Modified effective butterfly optimizer for solving optimal power flow problem

Abstract

The optimal power flow (OPF) problem remains a popular and challenging work in optimizing power systems. Although researchers have suggested many optimization algorithms to solve this problem in the literature, their comparison studies lack fairness and transparency. As these studies increase in number, they deviate from a standard test system, considering a common security and technical constraints., there is a growing trend away from a standard test system. Different studies used different search ranges for the same decision and constraint parameters, different than the standard ranges suggested by IEEE systems. This caused many unfair comparisons in literature. Furthermore, these studies are generally not transparent enough so that their results cannot be verified. This has resulted in numerous infeasible solutions in the literature, violating the limits of constraint parameters. The recent incorporating of renewable energy sources in OPF studies has made this situation more complicated. Sorting through the literature and identifying those OPF applications having exactly the same test conditions is a challenging process. The main contribution is this paper adapts the modified effective butterfly algorithm (MEBO) to solve OPF problem under the common parameter constraints and sufficient transparency. The focus is on a transparent comparison with works in the literature with the same constraint values.
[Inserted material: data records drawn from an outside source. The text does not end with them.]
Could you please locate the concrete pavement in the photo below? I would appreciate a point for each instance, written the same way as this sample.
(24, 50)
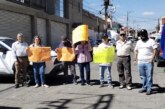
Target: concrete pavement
(71, 96)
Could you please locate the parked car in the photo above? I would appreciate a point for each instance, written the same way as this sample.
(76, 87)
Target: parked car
(7, 60)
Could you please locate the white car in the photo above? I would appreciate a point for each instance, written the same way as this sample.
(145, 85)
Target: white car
(7, 61)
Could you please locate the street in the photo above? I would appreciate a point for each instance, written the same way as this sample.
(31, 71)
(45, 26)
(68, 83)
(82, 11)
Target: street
(70, 96)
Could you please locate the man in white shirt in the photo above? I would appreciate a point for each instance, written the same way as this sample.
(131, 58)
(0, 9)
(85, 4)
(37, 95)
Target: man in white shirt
(144, 54)
(19, 49)
(123, 48)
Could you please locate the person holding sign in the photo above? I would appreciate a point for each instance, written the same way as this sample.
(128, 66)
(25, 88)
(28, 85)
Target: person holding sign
(82, 50)
(123, 48)
(38, 67)
(19, 50)
(71, 64)
(105, 66)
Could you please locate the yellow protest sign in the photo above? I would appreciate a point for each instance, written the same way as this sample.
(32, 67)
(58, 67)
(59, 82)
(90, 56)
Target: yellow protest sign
(80, 34)
(65, 54)
(39, 54)
(103, 55)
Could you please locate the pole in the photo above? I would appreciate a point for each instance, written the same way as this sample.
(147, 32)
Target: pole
(106, 17)
(127, 24)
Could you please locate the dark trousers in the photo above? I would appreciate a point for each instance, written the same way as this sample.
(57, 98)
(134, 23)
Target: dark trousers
(71, 66)
(87, 68)
(21, 67)
(124, 69)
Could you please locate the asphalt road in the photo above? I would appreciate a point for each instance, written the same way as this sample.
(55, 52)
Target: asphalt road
(69, 96)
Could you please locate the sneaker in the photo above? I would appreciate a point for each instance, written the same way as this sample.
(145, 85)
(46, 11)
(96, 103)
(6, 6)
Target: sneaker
(82, 84)
(129, 87)
(88, 84)
(74, 82)
(121, 86)
(111, 86)
(101, 85)
(142, 90)
(16, 85)
(36, 86)
(148, 93)
(44, 85)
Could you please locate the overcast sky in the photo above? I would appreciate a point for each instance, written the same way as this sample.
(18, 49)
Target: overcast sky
(141, 13)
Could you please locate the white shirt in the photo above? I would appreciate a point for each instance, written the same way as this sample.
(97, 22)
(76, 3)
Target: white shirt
(145, 50)
(19, 49)
(123, 48)
(103, 45)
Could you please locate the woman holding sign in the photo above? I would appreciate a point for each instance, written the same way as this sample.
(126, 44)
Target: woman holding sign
(82, 50)
(66, 43)
(38, 67)
(105, 66)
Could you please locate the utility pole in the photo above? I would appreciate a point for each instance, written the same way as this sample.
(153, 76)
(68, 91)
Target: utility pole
(106, 4)
(128, 12)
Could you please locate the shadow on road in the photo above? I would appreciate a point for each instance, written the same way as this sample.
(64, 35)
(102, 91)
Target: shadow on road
(103, 102)
(5, 107)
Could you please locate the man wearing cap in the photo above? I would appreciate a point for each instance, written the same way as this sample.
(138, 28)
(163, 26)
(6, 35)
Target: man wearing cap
(144, 55)
(19, 49)
(123, 48)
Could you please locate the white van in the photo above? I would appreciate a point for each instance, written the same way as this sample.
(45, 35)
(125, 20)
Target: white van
(7, 61)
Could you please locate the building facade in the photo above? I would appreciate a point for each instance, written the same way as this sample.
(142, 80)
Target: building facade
(49, 19)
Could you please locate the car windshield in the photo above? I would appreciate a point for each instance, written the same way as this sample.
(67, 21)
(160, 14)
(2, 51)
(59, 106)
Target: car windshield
(8, 42)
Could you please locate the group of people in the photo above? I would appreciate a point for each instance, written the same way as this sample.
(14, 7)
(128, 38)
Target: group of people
(144, 54)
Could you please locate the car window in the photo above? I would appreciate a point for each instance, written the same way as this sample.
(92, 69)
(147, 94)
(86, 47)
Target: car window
(8, 42)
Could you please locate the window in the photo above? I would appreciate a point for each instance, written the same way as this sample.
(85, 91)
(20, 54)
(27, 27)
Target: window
(59, 8)
(23, 2)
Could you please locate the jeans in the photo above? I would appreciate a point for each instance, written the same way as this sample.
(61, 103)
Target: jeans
(87, 68)
(146, 73)
(124, 69)
(39, 68)
(108, 71)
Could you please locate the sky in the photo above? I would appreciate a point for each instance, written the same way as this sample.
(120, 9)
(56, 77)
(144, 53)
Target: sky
(141, 13)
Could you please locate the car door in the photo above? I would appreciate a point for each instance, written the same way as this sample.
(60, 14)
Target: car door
(6, 60)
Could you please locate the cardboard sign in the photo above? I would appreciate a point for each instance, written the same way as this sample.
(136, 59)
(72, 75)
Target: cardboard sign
(39, 54)
(65, 54)
(80, 34)
(103, 55)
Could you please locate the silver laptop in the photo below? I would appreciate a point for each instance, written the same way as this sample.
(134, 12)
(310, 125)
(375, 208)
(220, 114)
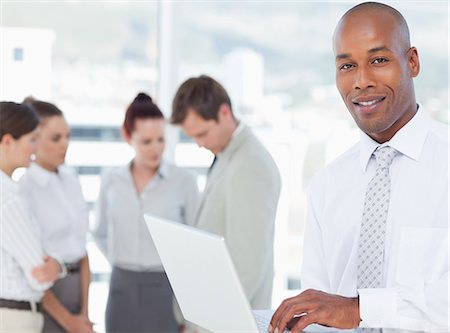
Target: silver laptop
(204, 279)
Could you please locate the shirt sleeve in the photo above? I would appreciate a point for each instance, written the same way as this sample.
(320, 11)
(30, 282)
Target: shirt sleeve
(314, 272)
(191, 199)
(251, 204)
(20, 240)
(101, 230)
(423, 305)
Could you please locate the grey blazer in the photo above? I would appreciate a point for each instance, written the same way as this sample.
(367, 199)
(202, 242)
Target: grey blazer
(240, 203)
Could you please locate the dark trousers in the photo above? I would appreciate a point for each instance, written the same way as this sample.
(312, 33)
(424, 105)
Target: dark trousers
(140, 302)
(68, 291)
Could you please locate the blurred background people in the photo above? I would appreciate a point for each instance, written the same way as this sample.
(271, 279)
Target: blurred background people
(140, 296)
(56, 201)
(25, 270)
(241, 195)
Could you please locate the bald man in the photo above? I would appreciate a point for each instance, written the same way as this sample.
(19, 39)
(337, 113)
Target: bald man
(376, 239)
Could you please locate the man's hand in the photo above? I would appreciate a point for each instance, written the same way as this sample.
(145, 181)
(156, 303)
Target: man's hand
(47, 272)
(79, 324)
(315, 307)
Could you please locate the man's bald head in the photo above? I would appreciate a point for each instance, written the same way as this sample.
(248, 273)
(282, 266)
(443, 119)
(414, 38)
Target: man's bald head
(376, 8)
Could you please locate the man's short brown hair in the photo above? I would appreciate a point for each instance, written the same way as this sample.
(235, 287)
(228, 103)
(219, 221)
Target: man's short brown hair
(202, 94)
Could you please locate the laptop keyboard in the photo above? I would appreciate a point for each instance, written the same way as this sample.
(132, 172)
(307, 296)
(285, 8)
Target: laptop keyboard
(263, 323)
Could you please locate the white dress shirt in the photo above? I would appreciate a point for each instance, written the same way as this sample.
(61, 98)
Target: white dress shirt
(20, 247)
(121, 232)
(57, 204)
(416, 263)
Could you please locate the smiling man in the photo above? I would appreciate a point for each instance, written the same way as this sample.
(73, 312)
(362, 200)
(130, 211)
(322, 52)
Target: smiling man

This paper compares the performance of the proposed algorithm with other state-of-the-art algorithms in the literature, focusing on the wind energy and without wind energy IEEE 30-bus and IEEE 57-bus systems and the most commonly used constraints. The results demonstrate the efficiency and superiority of the proposed algorithm. For instance, in the 30-bus test system, compared to the initial case, fuel cost has been reduced by 11.42 %, emission by 14.33 %, L-index by 45.10 %, active power losses by 51.60 %, and voltage deviation by 92.70 %.